White man in blue shirt with straw hat with arms folded standing in front of huge mural of Elvis Presley

In last month’s least surprising news, media sources are reporting that the 2019 Rock on the Range Music Festival will not be moving to Three Creeks Metro Park from its existing home at Mapfre Stadium. The annual festival, which features an assortment of post-grunge, nu metal and a smattering of classic rock (collectively “butt rock”) had reportedly been considering a new site in light of the possible relocation of the Crew to Austin, Texas. According to a statement, the Metro Park decided not to host due to concerns over infrastructure and the fact that “butt rock fans are a bunch of dumb animals who will piss all over themselves and try to eat the trees like beavers.”

According to city officials, sites including Mapfre, Berliner Park, Cooper Stadium, the closed Phoenix Golf Links, Bolton Field, Eldorado Scioto Downs and the former site of Westland Mall remain in contention for the descent of the shorts and combat boots crowd. All of these sites are, of course, woefully inadequate for the awesomeness of acts like nu metal warblers Godsmack and the tediously self-important Tool. Cognizant of my highly influential role in the butt rock community, however, I have taken it upon myself to explore these venues and other potential spots for this fine exposition of dipshit culture:

Three Creeks Metro Park. Wait, didn’t they just say they aren’t doing it there? Sit down pussy, Godsmack is playing this festival! You think Godsmack is going to let a bunch of whiny bitches down at City Hall tell them what to do? This is rock man, rock! PROs: small band of park rangers no match for 30,000 idiots. CONS: competition for food from real beavers, Ewoks.

Mapfre Stadium. Traditional site at the architectural teaching moment north of the Fairgrounds. PROS: I live in Glen Echo and it enrages my neighbors. CONS: makes it hard to get to Lowe’s.

Cooper Stadium. Former home of the Columbus Clippers that is sinking slowly into the earth. PROS: may take Godsmack with it as it descends to Hades. CONS: Satan complaining on Facebook.

Berliner Park. Southside wasteland beloved of softball players and arsonists. PROS: Greenlawn Avenue couldn’t possibly get any more irritating. CONS: wandering mobs of dispossessed second basemen may destabilize Merion Village and vandalize post office.

Phoenix Links. A former landfill converted to a now-defunct golf course. PROS: a recycling fairytale. CONS: butt rock doesn’t deserve anything this weird.

Eldorado Scioto Downs. Relatively nice (it is!) raceino on 23 just south of I270. Features harness racing, slots and reasonably priced drinks. PROS: bored music journalists and fashion reporters can gamble instead of actually watching the concert, all while retaining the ability to draft pithy commentary like “Tool totally rocked! I mean they rocked!” CONS: no table games, disappointed horses.

Former Site of Westland Mall. According to local legend, centuries ago there was a large shopping facility somewhere on Broad Street west of the Hilltop. Someday, the story goes, a prince will discover it and awaken a sleeping princess by giving her a bad check, causing the Mall to return to its former glory. PROS: magical interventions are not subject to building codes. CONS: wait, were we seriously talking about having a concert here? Because that’s a horrible idea.

The Short North. If they can close down High Street for some dumbass Halloween party, surely they can do so for the greatest rock show on earth. PROS: thousands upon thousands of available parking spaces. CONS: can we all just now agree that the Short North is no longer fun or cool? Butt rock fans, for all their faults, are not douchebags.
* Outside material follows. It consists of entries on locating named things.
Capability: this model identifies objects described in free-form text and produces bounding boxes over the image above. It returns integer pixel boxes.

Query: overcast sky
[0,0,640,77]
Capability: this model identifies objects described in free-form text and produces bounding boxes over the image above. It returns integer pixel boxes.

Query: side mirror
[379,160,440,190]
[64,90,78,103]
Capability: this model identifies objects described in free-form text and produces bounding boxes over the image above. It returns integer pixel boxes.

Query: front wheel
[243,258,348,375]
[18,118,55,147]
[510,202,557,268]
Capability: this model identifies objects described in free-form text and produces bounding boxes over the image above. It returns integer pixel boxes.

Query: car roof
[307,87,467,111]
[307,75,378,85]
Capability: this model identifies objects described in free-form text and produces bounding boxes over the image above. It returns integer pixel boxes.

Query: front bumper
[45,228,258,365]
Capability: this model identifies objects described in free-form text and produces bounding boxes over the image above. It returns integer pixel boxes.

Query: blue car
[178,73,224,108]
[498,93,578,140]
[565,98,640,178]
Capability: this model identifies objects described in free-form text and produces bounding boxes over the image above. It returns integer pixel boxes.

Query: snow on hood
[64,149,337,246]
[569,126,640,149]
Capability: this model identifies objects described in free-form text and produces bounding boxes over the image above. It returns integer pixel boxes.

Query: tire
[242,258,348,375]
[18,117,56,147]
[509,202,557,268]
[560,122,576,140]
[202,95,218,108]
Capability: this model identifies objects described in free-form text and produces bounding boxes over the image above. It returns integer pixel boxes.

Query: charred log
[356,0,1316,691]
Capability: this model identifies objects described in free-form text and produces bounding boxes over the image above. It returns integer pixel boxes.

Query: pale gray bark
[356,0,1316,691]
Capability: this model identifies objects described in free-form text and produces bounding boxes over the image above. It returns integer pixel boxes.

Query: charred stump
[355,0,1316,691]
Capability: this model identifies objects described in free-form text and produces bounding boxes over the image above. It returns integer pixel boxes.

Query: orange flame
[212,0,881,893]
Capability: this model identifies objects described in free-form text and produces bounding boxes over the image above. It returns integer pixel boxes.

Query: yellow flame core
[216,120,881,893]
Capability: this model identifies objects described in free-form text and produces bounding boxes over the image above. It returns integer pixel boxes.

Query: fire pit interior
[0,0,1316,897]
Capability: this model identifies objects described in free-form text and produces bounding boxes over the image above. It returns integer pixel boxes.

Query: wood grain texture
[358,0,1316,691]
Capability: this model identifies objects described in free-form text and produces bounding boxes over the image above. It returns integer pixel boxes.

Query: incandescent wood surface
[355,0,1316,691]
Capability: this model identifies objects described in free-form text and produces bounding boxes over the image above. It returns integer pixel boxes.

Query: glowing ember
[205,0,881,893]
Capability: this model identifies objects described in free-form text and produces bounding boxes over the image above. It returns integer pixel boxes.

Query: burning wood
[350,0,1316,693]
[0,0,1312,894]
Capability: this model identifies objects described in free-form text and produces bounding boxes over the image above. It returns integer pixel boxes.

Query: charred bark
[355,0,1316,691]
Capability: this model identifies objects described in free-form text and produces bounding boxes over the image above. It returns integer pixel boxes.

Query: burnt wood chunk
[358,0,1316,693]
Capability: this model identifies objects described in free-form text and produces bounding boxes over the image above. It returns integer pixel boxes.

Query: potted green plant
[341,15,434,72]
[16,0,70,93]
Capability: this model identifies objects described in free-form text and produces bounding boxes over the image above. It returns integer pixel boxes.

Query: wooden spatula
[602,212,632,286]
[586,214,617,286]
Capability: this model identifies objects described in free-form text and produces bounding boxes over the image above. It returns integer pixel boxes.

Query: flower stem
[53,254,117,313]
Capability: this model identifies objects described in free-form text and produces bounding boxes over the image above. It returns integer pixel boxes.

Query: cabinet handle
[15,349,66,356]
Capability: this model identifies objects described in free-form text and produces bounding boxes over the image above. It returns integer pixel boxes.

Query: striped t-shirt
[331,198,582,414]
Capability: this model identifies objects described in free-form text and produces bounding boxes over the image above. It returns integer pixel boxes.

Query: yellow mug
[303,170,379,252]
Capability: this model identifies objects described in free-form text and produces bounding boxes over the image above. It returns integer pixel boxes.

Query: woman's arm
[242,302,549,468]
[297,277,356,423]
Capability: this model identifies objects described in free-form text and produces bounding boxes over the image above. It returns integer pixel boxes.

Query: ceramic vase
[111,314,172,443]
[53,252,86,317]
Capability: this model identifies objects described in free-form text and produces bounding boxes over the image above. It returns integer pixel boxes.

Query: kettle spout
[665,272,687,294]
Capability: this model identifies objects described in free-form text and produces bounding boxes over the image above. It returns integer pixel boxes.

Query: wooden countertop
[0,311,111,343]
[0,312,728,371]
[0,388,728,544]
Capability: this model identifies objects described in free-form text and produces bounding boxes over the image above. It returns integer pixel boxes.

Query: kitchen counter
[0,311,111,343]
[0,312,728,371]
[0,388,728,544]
Mirror Lake. An aquatic romp on the OSU campus! Putting student bathers to shame, butt rockers will float on inflatable animals and blow bubbles while Avenged Sevenfold thunders from their stolen pontoon boat perch. PROS: a near certainty of capsizing and partial electrocution. CONS: ain’t none of those motherfuckers going to remember to take their cell phone out of their pocket before they jump in.

Columbus Commons. Constantly shrinking grassy area on the old City Center site downtown, attracts food trucks, unexciting concerts, and bored young families. PROS: they already have a stage. CONS: the whole site may be condos by festival time.

Muirfield Golf Club. Upscale golf facility in Dublin, home of the Memorial Tournament. PROS: utterly defenseless against crazed stoner invasion, Jack Nicklaus will piss himself in fear. CONS: reports of man eating coyotes and weird reclusive archer who fights the Sheriff of Nottingham.

Little Brothers. Now we’re talking. Evict whatever monstrosity is currently infecting 1100 N. High Street and throw their shit out in the street. Replace the butt rock acts with the finest indie rock Columbus can offer or steal. Bring back Dan Dougan and sell the beer cheap and we’ll party like it’s 1999.